Under the collaboration, Cytokinetics has exclusively licensed to Astellas the rights to co-develop and commercialize CK-2127107, a fast skeletal troponin activator drug candidate, for potential application in non-neuromuscular indications. CK-2127107, which is currently in Phase I clinical development, will be developed jointly by Cytokinetics and Astellas. Under the agreement, Cytokinetics will be primarily responsible for the conduct of Phase I clinical trials and certain Phase II readiness activities for CK-2127107 and Astellas will be primarily responsible for the conduct of subsequent development and commercialization activities for CK-2127107. Astellas will have exclusive rights to develop and commercialize other fast skeletal troponin activators in non-neuromuscular indications and to develop and commercialize other novel mechanism skeletal muscle activators in all indications, subject to certain Cytokinetics’ development and commercialization rights. Outside the collaboration, Cytokinetics will continue to independently develop tirasemtiv , a fast skeletal troponin activator currently in Phase II clinical trials, for the potential treatment of amyotrophic lateral sclerosis and other neuromuscular disorders.
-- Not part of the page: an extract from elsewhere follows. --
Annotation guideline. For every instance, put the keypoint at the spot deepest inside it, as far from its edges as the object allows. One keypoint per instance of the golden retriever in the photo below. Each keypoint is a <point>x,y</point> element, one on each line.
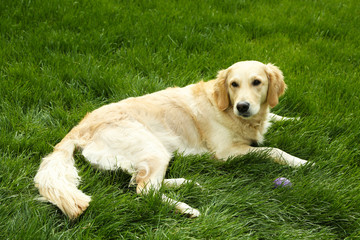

Cytokinetics is eligible to receive over $40 million in the form of an upfront payment and reimbursement of sponsored research and development activities during the initial two years of the collaboration. In addition, Cytokinetics is eligible to receive over $450 million in pre-commercialization and commercialization milestones plus royalties. The parties will jointly conduct research to identify next-generation skeletal muscle activators to be nominated as drug candidates. Astellas will be responsible for the activities and costs associated with the development of collaboration products. Cytokinetics retains an option to conduct early-stage development for certain agreed indications at its initial expense, subject to reimbursement if development continues under the collaboration. Astellas will have the exclusive right to commercialize collaboration products worldwide, subject to Cytokinetics’ option to co-promote collaboration products in the United States and Canada. In connection with the co-promotion activities, Astellas will reimburse Cytokinetics for certain expenses associated with its promotion activities.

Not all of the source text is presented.